Enfin, un mois et dix jours après le coup d’Etat qui a renversé le Président de la République IBK, le Mali vient d’investir son troisième Président de transition depuis l’avènement de la démocratie en 1992, à savoir le Colonel-Major à la retraite Bah N’Daw. Cette investiture, loin de faire l’unanimité, a été faite au grand dam du Mouvement de contestation, le M5 RFP et sans l’accord d’une frange importante du peuple. Bah N’Daw a pris les rênes du pouvoir au Mali à un moment où le pays traverse une crise multidimensionnelle, à la fois sociale, politique, sécuritaire et sanitaire. Disposerait-il des moyens adéquats pour faire face à cette crise ? Son âge ne serait-il pas un handicap, quand on sait qu’en Afrique l’espérance de vie est de 50 ans ? Va-t-il avoir le soutien de toutes les forces vives de la nation pour mener à bien la transition ? La junte, bien que promotrice du choix, ne va-t-elle pas être un obstacle pour le Président de la Transition ?

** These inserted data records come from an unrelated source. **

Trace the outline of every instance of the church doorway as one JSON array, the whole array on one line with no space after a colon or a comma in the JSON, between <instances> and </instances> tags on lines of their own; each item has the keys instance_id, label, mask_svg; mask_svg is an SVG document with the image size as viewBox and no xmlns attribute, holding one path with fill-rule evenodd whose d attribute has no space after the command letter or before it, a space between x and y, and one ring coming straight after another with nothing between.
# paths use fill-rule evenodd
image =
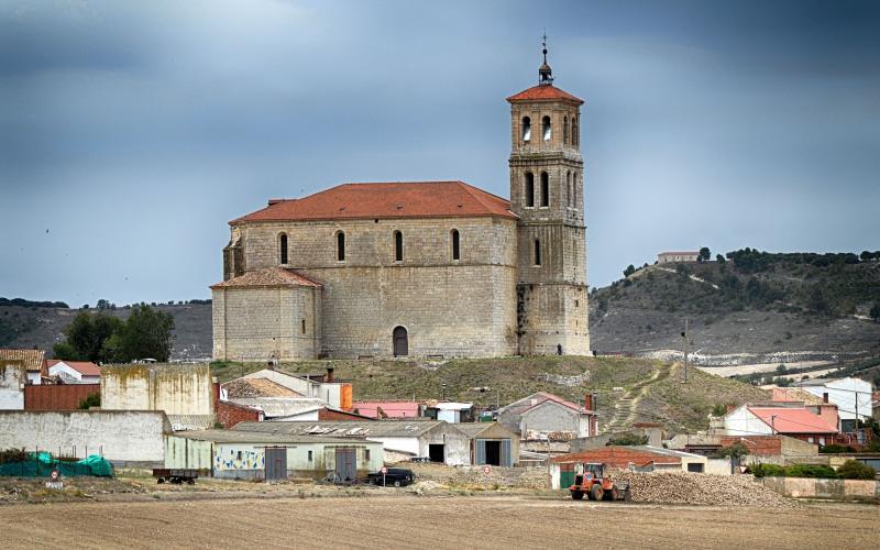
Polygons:
<instances>
[{"instance_id":1,"label":"church doorway","mask_svg":"<svg viewBox=\"0 0 880 550\"><path fill-rule=\"evenodd\" d=\"M396 327L394 329L394 356L404 355L409 355L409 338L405 328Z\"/></svg>"}]
</instances>

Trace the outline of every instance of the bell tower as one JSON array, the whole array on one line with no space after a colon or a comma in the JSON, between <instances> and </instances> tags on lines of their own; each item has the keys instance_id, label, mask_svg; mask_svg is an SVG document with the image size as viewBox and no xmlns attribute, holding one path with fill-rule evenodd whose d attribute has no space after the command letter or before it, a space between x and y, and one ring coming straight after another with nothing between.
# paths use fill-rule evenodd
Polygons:
<instances>
[{"instance_id":1,"label":"bell tower","mask_svg":"<svg viewBox=\"0 0 880 550\"><path fill-rule=\"evenodd\" d=\"M510 103L510 208L517 229L521 355L588 355L581 106L553 86L547 36L538 86Z\"/></svg>"}]
</instances>

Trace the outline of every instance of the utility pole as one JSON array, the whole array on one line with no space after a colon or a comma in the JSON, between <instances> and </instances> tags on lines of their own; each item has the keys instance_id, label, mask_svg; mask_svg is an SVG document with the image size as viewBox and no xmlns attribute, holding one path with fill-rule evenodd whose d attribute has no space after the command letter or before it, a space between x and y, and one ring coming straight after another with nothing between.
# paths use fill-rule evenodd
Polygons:
<instances>
[{"instance_id":1,"label":"utility pole","mask_svg":"<svg viewBox=\"0 0 880 550\"><path fill-rule=\"evenodd\" d=\"M688 318L684 318L684 332L681 333L681 338L684 340L684 380L682 380L682 384L688 384Z\"/></svg>"}]
</instances>

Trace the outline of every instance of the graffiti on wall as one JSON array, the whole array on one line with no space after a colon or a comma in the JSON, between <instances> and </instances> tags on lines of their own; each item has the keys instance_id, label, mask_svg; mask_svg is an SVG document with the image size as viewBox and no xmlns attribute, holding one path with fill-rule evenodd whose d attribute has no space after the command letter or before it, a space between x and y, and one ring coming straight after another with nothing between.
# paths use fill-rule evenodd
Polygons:
<instances>
[{"instance_id":1,"label":"graffiti on wall","mask_svg":"<svg viewBox=\"0 0 880 550\"><path fill-rule=\"evenodd\" d=\"M266 458L263 451L224 449L213 459L216 470L264 470Z\"/></svg>"}]
</instances>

Tous les observateurs de la scène politique malienne s’accordent à dire que le colonel Major à la retraite Bah N’Daw est un homme intègre, rigoureux, honnête et travailleur. Même si son choix n’a pas fait l’unanimité, il jouit d’une bonne réputation auprès de ceux qui le contestent. C’est d’ailleurs pour quoi son choix n’a pas suscité une véritable levée des boucliers de la part de l’allié naturel du CNSP qui est le M5 RFP. Le Mouvement contestataire du 5 juin s’est désolidarisé du choix pour n’avoir pas été impliqué, ou bien, à la limite pour avoir été méprisé par la junte qui, pour autant, avait donné un certain nombre de garanties quant à l’implication du M5 RFP dans n’importe quelle prise de décision. Le vin est tiré il faut le boire, Bah N’Daw est le Président désigné par le CNSP pour diriger la transition et il sera jugé à l’œuvre. Il monte sur la haute marche de la République avec des préjugés favorables, compte tenu de son passé reluisant, mais la question que l’on est en droit de se poser est celle de savoir si ces qualités ci-dessus énumérées suffisent pour sortir le Mali de son abyssal trou dans lequel les gouvernants précédents l’ont enfoncé ?

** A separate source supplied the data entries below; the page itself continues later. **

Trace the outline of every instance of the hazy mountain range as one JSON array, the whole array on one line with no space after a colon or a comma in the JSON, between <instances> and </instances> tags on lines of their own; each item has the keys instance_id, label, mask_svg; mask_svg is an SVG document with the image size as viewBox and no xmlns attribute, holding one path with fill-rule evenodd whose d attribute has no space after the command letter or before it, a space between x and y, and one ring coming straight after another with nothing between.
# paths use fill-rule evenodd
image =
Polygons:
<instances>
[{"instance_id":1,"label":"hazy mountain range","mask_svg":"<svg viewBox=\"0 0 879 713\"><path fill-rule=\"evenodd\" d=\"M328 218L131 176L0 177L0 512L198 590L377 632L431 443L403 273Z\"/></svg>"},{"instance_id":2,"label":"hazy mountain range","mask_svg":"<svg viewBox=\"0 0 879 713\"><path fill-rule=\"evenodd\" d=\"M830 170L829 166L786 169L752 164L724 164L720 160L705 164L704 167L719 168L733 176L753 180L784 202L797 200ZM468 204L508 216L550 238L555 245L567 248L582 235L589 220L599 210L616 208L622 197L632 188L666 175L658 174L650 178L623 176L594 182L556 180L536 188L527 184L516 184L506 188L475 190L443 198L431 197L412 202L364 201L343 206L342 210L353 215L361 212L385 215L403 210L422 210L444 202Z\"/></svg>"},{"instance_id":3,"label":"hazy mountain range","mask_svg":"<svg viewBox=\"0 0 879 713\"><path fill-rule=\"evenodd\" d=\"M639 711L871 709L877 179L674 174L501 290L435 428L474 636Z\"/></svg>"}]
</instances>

Bah N’Daw aura du pain chaud sur la planche et il ne devrait pas s’attendre à un chèque en blanc même de la part de la junte à fortiori du Mouvement contestataire du 5 juin. Il n’aura pas de délai de grâce, parce qu’il urge d’aller vite et bien pour résoudre les immenses doléances qui fusent de partout. Les Maliens dans leur grande majorité attendent impatiemment de leur Président des résultats tangibles et malheureusement ni l’environnement, ni ses alliés, encore moins le contexte international marqué par une crise liée à la pandémie du COVID 19, ne favorisent la résolution diligente des épineux et multiples problèmes qui assaillent le Mali. Le nouveau Président de la Transition n’aura aucun répit et sa marge de manœuvre est très limitée, car il serait désormais entre une junte ambitieuse, voire prétentieuse qui, après avoir taillé à sa mesure et un M5 RFP fâché. Malgré sa bonne foi et son engagement sans faille pour le Mali, il sera buté à d’énormes obstacles qui ralentiraient la marche vers une transition réussie. A en juger par le discours d’investiture, il n y a pas l’ombre d’aucun doute que Bah N’Daw a des ambitions pour le Mali, mais a-t-il les moyens de sa politique ? La réponse à cette question serait dans trois mois et dix jours, autrement dit après les cent premiers jours de son investiture.